Acordaron que Sedal y Armando Cienfuegos se verían una vez más para dar el visto bueno a la falsa lista de nombres. Después Sedal se fue. Armando y Laura se quedaron solos.

– Quisiera conversar un rato contigo -dijo Armando.

– ¿Podemos salir fuera?

El despacho de ahogados estaba en la Avenida del Doctor Arce. Una vez en la calle, anduvieron hacia el parque de Berlín. Era sábado, había en las indumentarias de las personas que encontraban un deseo de congraciarse con el buen tiempo que estaba haciéndose esperar. Armando y Laura imaginaron en voz alta, por un momento, cómo sería decirse adiós ahora y disolverse en la primavera madrileña, adónde irían.

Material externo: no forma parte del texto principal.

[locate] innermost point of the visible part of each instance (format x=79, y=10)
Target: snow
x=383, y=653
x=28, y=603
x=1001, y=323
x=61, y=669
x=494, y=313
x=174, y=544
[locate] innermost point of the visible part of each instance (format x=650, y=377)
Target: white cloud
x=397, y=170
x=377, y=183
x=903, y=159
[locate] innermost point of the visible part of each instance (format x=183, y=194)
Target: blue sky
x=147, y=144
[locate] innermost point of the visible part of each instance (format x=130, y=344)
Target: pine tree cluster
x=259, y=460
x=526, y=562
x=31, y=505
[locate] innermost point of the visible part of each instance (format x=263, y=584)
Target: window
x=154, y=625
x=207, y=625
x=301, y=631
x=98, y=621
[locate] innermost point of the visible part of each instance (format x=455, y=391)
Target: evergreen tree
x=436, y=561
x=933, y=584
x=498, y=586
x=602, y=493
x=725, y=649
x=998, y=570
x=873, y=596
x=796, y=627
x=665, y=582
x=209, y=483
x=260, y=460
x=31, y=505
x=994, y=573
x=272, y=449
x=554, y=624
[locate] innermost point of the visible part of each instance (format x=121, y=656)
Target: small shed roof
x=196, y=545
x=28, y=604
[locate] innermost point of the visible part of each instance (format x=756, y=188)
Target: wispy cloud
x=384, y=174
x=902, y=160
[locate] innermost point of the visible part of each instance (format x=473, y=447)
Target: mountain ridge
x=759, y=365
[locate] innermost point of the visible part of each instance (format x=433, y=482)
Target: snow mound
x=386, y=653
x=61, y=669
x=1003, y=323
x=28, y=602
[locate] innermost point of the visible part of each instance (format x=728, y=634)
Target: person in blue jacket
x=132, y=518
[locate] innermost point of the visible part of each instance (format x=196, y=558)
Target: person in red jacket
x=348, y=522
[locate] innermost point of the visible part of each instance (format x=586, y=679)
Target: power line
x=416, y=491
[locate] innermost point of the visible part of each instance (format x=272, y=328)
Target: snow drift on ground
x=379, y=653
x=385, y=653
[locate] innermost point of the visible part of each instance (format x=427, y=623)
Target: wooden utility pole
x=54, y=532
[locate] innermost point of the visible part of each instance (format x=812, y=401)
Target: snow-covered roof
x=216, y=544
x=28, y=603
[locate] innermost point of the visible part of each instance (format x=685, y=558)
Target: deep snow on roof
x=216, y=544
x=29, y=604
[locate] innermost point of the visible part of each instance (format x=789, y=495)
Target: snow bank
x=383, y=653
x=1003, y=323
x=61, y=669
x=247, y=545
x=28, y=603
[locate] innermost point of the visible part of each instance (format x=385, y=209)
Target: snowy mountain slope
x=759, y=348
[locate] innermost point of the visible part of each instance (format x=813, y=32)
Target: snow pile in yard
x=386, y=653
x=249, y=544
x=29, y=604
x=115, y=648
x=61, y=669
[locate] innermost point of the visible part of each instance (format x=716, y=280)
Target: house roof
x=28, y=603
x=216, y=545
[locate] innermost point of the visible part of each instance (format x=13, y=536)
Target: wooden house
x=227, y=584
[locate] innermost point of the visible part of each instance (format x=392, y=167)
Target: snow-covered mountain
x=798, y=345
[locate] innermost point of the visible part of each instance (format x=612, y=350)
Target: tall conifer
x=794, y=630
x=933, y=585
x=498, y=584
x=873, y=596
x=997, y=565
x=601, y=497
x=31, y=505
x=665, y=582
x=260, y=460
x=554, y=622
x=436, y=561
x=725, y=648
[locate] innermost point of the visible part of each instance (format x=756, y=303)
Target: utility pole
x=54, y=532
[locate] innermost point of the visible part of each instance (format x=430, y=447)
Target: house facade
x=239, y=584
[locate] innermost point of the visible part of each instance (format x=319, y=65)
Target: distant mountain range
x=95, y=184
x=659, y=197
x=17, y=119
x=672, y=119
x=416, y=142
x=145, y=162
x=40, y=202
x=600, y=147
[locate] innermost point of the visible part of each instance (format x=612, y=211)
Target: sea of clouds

– ¿Cómo te va? -preguntó Armando.

Laura miraba a un chico de unos catorce años que, sentado en lo alto del respaldo de un banco, apretaba botones en un móvil. Apenas podía recordar qué aspecto había tenido ella a esa edad, pero sí recordaba con nitidez su deseo, cómo entonces había pensado y creído saber que existiría para alguien en el tacto, en el perfecto aislamiento de un banco de la calle o de una tienda de campaña. Recordaba cómo se habían hecho realidad sus pensamientos, el banco, un viaje, dormir al raso. Y descubrirse, y tocarse, eso que lo había significado todo en los minutos, había terminado por no ser más que un paisaje visto desde muy lejos y a mucha velocidad.